Out of everyone’s perception, threat modelling, a lot of technical officers who did technical vulnerability management found it difficult to master, because they thought it could be as easy as carrying out the following step. For implement effective threat modeling methodologies that work for your company, it is not purely technical process, but you need to have the better understanding of what your company business is, so you can have better definition and classification and identification of the valuable asset you want to prioritize protect them for your risk management policy, before threat modeling is follow. In this post we will mention the five most used methodologies in threat modeling. Each of them have specific goals, and each of them have a different way to work with threats. Below a brief of each methodology is mentioned.
STRIDE Threat Model
STRIDE stands for Spoofing, Tampering, Repudiation, Information disclosure, Denial of Service (DoS), and Elevation of privilege. A methodology developed by Microsoft used to categorize threats. It identifies six types of threats, which is what it stands for. It’s more for security experts, but it well serves as the framework for you to gather your own company assets and based on them to discover what kind of threat is likely to be related to your own context.

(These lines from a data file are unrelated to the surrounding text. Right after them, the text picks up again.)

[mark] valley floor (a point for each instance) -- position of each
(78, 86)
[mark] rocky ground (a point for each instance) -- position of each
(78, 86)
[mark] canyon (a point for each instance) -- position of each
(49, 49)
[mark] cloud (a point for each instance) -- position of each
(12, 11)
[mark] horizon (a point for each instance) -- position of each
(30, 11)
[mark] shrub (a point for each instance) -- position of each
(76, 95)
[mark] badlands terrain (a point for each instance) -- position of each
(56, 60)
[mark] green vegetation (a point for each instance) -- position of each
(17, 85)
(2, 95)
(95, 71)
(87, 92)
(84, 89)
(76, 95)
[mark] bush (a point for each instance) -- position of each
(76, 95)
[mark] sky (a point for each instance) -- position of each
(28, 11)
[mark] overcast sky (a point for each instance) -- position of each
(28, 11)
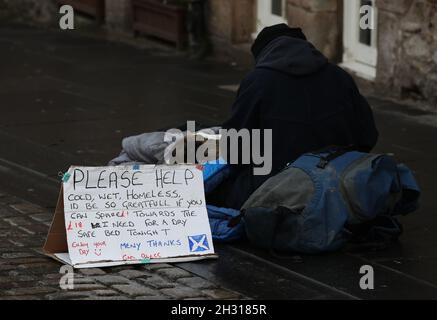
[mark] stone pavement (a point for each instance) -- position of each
(25, 273)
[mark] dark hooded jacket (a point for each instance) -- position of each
(308, 103)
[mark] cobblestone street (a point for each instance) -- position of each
(70, 98)
(26, 273)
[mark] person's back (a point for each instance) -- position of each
(308, 103)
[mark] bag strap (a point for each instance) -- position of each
(333, 153)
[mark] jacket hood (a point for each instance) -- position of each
(291, 55)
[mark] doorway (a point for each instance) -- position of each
(270, 12)
(360, 37)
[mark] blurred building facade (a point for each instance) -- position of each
(398, 57)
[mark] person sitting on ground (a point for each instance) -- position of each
(307, 102)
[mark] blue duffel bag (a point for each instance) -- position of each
(214, 173)
(313, 204)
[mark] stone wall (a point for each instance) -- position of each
(29, 11)
(407, 47)
(231, 21)
(319, 19)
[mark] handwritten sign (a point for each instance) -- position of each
(136, 214)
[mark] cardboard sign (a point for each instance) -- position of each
(110, 216)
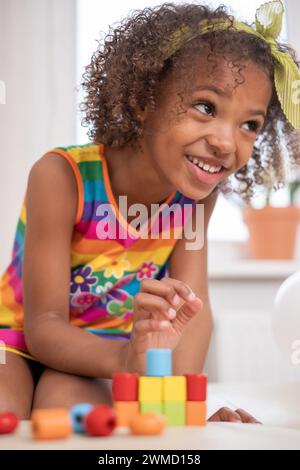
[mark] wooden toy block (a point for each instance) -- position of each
(52, 423)
(196, 387)
(174, 389)
(158, 362)
(125, 387)
(174, 413)
(150, 389)
(125, 410)
(195, 413)
(151, 407)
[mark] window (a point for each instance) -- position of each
(94, 16)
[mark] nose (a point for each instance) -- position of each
(222, 140)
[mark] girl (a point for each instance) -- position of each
(178, 98)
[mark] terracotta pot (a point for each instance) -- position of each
(272, 231)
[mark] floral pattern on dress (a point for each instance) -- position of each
(146, 271)
(81, 279)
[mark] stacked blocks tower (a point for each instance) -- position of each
(125, 397)
(181, 399)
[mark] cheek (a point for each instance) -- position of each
(244, 152)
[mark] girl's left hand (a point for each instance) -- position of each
(237, 416)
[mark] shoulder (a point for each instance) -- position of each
(52, 185)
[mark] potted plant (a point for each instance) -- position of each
(272, 230)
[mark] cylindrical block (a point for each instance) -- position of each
(124, 387)
(196, 387)
(52, 423)
(77, 413)
(159, 362)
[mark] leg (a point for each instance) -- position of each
(16, 386)
(58, 389)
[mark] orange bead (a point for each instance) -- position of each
(195, 413)
(52, 423)
(125, 410)
(147, 423)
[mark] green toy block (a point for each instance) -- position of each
(151, 407)
(174, 413)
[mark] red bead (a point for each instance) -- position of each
(125, 387)
(8, 422)
(196, 387)
(100, 421)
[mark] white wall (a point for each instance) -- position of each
(38, 67)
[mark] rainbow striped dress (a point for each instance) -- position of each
(109, 258)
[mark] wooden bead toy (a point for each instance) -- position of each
(125, 387)
(77, 413)
(8, 422)
(147, 424)
(52, 423)
(100, 421)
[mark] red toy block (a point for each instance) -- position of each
(196, 387)
(125, 387)
(125, 411)
(100, 421)
(8, 422)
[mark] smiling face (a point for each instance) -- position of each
(214, 134)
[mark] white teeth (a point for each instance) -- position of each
(204, 166)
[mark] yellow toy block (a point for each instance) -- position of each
(174, 389)
(150, 389)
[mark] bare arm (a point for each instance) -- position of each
(51, 201)
(190, 266)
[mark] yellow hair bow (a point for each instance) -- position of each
(268, 22)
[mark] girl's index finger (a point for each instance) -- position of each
(166, 290)
(182, 289)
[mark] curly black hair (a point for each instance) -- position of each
(129, 69)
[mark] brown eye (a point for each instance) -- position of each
(253, 126)
(205, 107)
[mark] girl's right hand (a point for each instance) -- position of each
(162, 309)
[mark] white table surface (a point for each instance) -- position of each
(278, 407)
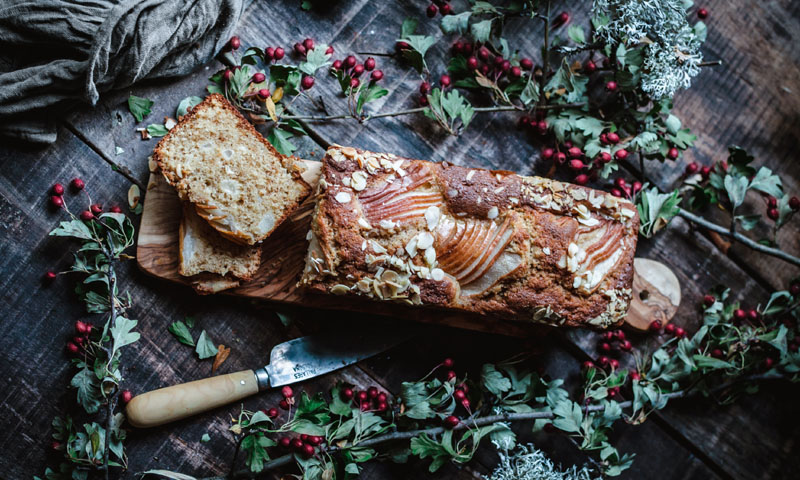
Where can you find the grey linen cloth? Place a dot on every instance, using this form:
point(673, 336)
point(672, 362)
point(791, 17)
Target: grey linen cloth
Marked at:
point(55, 54)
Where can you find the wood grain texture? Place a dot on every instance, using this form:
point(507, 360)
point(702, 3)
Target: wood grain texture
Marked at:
point(747, 101)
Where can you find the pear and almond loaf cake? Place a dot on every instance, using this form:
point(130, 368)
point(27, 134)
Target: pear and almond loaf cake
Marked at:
point(490, 242)
point(236, 180)
point(213, 262)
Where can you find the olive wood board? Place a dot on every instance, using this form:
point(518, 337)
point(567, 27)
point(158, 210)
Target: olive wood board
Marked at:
point(283, 260)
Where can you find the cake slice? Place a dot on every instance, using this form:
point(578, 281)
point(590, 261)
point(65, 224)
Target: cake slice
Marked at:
point(237, 181)
point(214, 262)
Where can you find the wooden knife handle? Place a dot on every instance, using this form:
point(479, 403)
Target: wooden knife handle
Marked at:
point(180, 401)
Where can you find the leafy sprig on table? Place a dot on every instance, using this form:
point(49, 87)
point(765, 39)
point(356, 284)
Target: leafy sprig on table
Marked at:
point(103, 239)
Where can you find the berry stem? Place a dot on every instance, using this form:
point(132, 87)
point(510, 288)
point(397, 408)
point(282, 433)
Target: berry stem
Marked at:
point(774, 252)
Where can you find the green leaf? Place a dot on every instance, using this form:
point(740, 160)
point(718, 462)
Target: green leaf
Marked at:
point(409, 27)
point(186, 104)
point(205, 347)
point(481, 30)
point(575, 33)
point(181, 332)
point(766, 182)
point(157, 130)
point(456, 23)
point(139, 107)
point(494, 381)
point(280, 140)
point(88, 386)
point(736, 188)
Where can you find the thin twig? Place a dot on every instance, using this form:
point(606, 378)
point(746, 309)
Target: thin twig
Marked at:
point(774, 252)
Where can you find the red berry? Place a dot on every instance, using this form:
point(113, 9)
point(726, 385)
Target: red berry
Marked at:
point(655, 325)
point(372, 392)
point(673, 153)
point(576, 164)
point(773, 213)
point(526, 64)
point(451, 422)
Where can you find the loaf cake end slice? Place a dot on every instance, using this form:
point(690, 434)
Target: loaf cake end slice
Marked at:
point(214, 262)
point(237, 181)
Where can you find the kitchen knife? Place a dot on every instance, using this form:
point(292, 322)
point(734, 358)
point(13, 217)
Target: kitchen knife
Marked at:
point(289, 362)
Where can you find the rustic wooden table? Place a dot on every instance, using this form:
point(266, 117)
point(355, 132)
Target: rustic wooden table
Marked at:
point(751, 100)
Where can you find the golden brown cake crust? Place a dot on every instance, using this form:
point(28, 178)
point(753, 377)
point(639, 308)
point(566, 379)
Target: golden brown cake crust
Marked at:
point(491, 242)
point(201, 202)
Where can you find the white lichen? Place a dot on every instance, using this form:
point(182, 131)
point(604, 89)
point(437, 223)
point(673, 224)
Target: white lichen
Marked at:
point(528, 463)
point(672, 52)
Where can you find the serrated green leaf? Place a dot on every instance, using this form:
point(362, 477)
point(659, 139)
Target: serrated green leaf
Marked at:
point(139, 107)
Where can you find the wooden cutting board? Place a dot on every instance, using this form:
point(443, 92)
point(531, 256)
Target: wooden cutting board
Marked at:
point(283, 259)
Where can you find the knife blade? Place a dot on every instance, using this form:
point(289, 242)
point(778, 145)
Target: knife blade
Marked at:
point(290, 362)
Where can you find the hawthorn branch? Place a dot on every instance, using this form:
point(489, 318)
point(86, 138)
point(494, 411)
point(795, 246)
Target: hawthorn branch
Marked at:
point(730, 233)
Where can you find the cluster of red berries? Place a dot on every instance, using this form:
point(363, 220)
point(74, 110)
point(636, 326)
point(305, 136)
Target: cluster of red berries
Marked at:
point(622, 188)
point(677, 332)
point(370, 399)
point(305, 445)
point(81, 339)
point(354, 69)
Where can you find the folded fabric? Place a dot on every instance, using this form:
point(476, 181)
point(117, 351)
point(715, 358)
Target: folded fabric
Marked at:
point(58, 53)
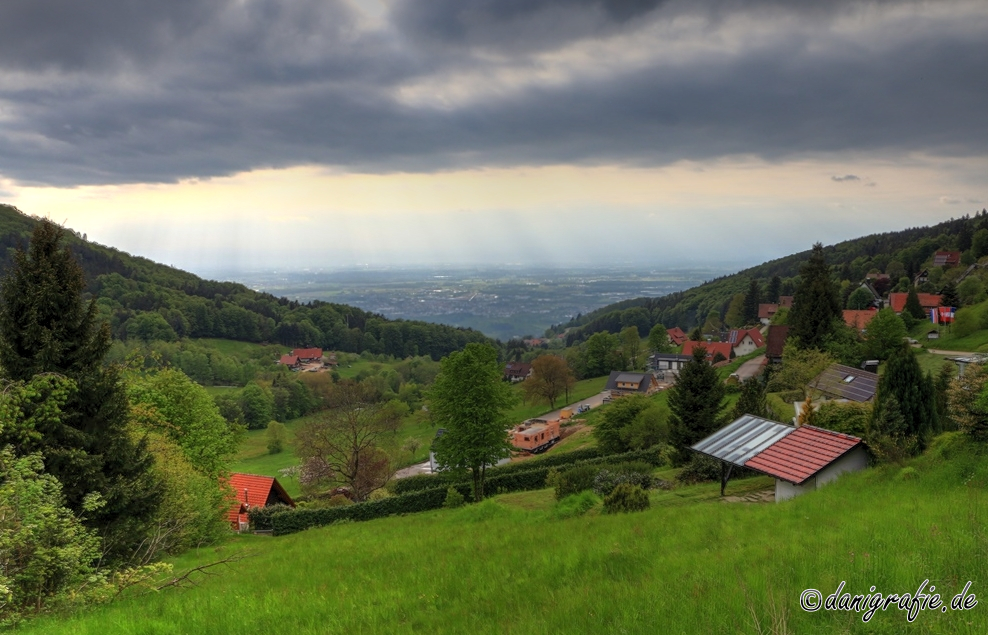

- Spoofing: Pretending to be someone else
- Tampering: Modifying data you shouldn’t modify
- Repudiation: Deny Something you did
- Information disclosure: To see information that you don’t have the permission to see
- Denial of Service (DoS): Compromising the availability
- Elevation of privilege: A user or program done things technically that they shouldn’t do
VAST Threat Model
VAST Stand for Visual, Agile, and Simple Threat modeling. In this methodology, anyone can use it even if they are not an expert in security. It is suitable as the framework for beginners but also serves well for other purposes, as long as you get the fundamental right, discover and identify assets, and prioritize them correctly first, before applying threat modelling.
Trike Threat Model
Trike focuses on cybersecurity risk management. Is an open source threat modeling. Trike is for small information systems. Also, Trike uses a Data Flow Diagram (DFD) to view how the data flow in the information system.
OCTAVE Threat Model
OCTAVE stands for Operationally Critical Threat, Asset, and Vulnerability Evaluation. Developed at Carnegie Mellon by Software Engineering institute (SEI). This methodology is designed for small organizations and focuses on non-technical risk.
PASTA
PASTA is short for Process for Attack Simulation and Threat Analysis. PASTA is a methodology that uses “if I would the attacker” to identify threats and risk analysis. To use PASTA, training is required to do it successfully. It is helpful to use this framework for offensive and ethical hacking, since it focuses on penetrating the target.
Summary
In this post you get knowledge about the five most used methodologies in threat modeling. These five methodologies are STRIDE, VAST, Trike, OCTAVE, and PASTA. Note in the market that more than 5 threat models exist, here we are just to make it short enough to be a blog post. Whatever model you are use as your based framework, remember to adopt it or customized for your very own business context, it is in particular important to to the steps before threat modeling right: discover, identified and pritoized valuable asset, and have the risk management policy in place to guide the rest of the process.